Warner Pitts came home on a furlough, with a fine new uniform, shoulder-straps and sword, and his arm in a sling. I say “home,” but the only roof he had ever slept under in these parts was ours, and now he stayed as a guest at Squire Avery’s house, and never came near our farm. He was a tall, brown-faced, sinewy fellow, with curly hair and a pushing manner. Although he had been only a hired man he now cut a great dash down at the Corners, with his shoulder-straps and his officer’s cape. It was said that he had declined several invitations to husking-bees, and that when he left the service, at the end of his time, he had a place ready for him in some city as a clerk in a drygoods-store—that is, of course, if he did not get to be colonel or general. From time to time he was seen walking out through the dry, rustling leaves with Squire Avery’s oldest daughter.

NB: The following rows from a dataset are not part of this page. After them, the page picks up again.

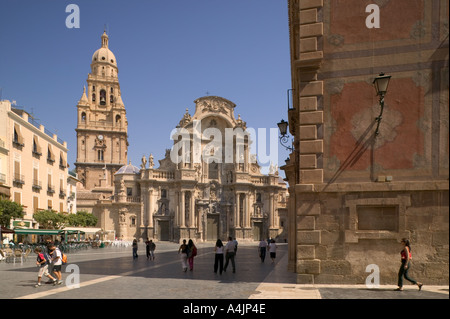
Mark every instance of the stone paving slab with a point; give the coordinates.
(111, 273)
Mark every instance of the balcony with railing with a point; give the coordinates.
(50, 190)
(19, 179)
(37, 185)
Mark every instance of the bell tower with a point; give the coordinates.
(102, 127)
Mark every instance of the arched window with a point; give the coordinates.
(102, 97)
(100, 155)
(213, 170)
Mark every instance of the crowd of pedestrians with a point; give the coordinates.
(49, 260)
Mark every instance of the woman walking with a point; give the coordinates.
(218, 259)
(192, 252)
(183, 250)
(135, 255)
(405, 266)
(273, 250)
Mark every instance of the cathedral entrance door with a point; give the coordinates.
(257, 231)
(212, 227)
(163, 226)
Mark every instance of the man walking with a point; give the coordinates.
(230, 251)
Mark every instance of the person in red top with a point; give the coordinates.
(404, 268)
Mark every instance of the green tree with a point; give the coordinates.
(50, 219)
(8, 210)
(82, 219)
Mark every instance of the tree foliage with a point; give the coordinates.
(50, 219)
(8, 210)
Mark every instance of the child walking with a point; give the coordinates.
(42, 263)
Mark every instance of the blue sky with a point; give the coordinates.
(169, 53)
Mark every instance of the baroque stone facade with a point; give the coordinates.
(355, 194)
(204, 200)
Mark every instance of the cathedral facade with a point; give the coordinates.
(208, 185)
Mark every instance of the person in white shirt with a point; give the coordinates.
(218, 259)
(229, 254)
(262, 248)
(57, 263)
(273, 250)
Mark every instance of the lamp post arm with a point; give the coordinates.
(378, 119)
(283, 140)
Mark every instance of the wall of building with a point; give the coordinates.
(356, 193)
(37, 177)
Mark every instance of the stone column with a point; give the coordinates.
(192, 211)
(271, 212)
(150, 208)
(182, 210)
(238, 210)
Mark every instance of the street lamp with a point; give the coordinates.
(284, 136)
(381, 84)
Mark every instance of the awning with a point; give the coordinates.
(5, 230)
(82, 230)
(38, 231)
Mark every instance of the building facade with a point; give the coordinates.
(35, 166)
(102, 138)
(202, 200)
(190, 199)
(354, 193)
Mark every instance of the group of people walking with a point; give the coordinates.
(227, 252)
(49, 261)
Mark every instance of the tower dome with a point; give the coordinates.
(104, 54)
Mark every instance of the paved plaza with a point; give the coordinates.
(111, 273)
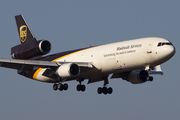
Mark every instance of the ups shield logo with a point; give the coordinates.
(23, 33)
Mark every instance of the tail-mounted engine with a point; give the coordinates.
(68, 70)
(138, 76)
(38, 48)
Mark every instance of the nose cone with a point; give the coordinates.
(171, 50)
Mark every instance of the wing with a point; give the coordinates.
(28, 65)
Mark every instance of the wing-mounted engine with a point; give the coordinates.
(68, 70)
(38, 48)
(138, 76)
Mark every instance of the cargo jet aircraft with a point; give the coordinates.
(133, 60)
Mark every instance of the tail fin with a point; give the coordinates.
(25, 34)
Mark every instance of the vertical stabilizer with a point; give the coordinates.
(25, 34)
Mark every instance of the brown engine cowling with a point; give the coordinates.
(38, 48)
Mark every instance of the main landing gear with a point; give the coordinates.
(81, 87)
(60, 86)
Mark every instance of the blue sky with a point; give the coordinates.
(72, 24)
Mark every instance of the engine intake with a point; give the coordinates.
(38, 48)
(68, 70)
(138, 76)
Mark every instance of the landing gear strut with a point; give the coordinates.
(81, 87)
(104, 89)
(60, 86)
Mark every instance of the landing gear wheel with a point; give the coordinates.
(110, 90)
(99, 90)
(65, 86)
(150, 78)
(78, 87)
(81, 88)
(55, 87)
(105, 90)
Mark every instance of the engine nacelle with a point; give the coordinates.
(41, 47)
(68, 70)
(138, 76)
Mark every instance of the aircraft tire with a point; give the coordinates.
(55, 87)
(99, 90)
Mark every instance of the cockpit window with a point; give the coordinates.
(164, 43)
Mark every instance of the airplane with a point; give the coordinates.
(132, 60)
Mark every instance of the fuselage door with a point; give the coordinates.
(149, 48)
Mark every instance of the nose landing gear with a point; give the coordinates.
(104, 89)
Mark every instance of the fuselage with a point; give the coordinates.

This important military genius did not seem able, however, to throw much light upon the whereabouts of the two “missing” boys. From what I myself heard him say about the battle, and from what others reported of his talk, it seems that in the very early morning Hooker’s line—a part of which consisted of Dearborn County men—moved forward through a big cornfield, the stalks of which were much higher than the soldiers’ heads. When they came out, the Rebels opened such a hideous fire of cannon and musketry upon them from the woods close by, that those who did not fall were glad to run back again into the corn for shelter. Thus all became confusion, and the men were so mixed up that there was no getting them together again. Some went one way, some another, through the tall corn-rows, and Warner Pitts could not remember having seen either Jeff or Byron at all after the march began. Parts of the regiment formed again out on the road toward the Dunker church, but other parts found themselves half a mile away among the fragments of a Michigan regiment, and a good many more were left lying in the fatal cornfield. Our boys had not been traced among the dead, but that did not prove that they were alive. And so we were no wiser than before.

Warner Pitts only nodded in a distant way to me when he saw me first, with a cool “Hello, youngster!” I expected that he would ask after the folks at the farm which had been so long his home, but he turned to talk with some one else, and said never a word. Once, some days afterward, he called out as I passed him, “How’s the old Copperhead?” and the Avery girl who was with him laughed aloud, but I went on without answering. He was already down in my black-books, in company with pretty nearly every other human being roundabout.

This list of enemies was indeed so full that there were times when I felt like crying over my isolation. It may be guessed, then, how rejoiced I was one afternoon to see Ni Hagadorn squeeze his way through our orchard-bars, and saunter across under the trees to where I was at work sorting a heap of apples into barrels. I could have run to meet him, so grateful was the sight of any friendly, boyish face. The thought that perhaps after all he had not come to see me in particular, and that possibly he brought some news about Jeff, only flashed across my mind after I had smiled a broad welcome upon him, and he stood leaning against a barrel munching the biggest russet he had been able to pick out.

“Abner to home?” he asked, after a pause of neighborly silence. He hadn’t come to see me after all.

“He’s around the barns somewhere,” I replied; adding, upon reflection, “Have you heard something fresh?”

Ni shook his sorrel head and buried his teeth deep into the apple. “No, nothin’,” he said, at last, with his mouth full, “only thought I’d come up an’ talk it over with Abner.”

The calm audacity of the proposition took my breath away. “He’ll boot you off’m the place if you try it,” I warned him.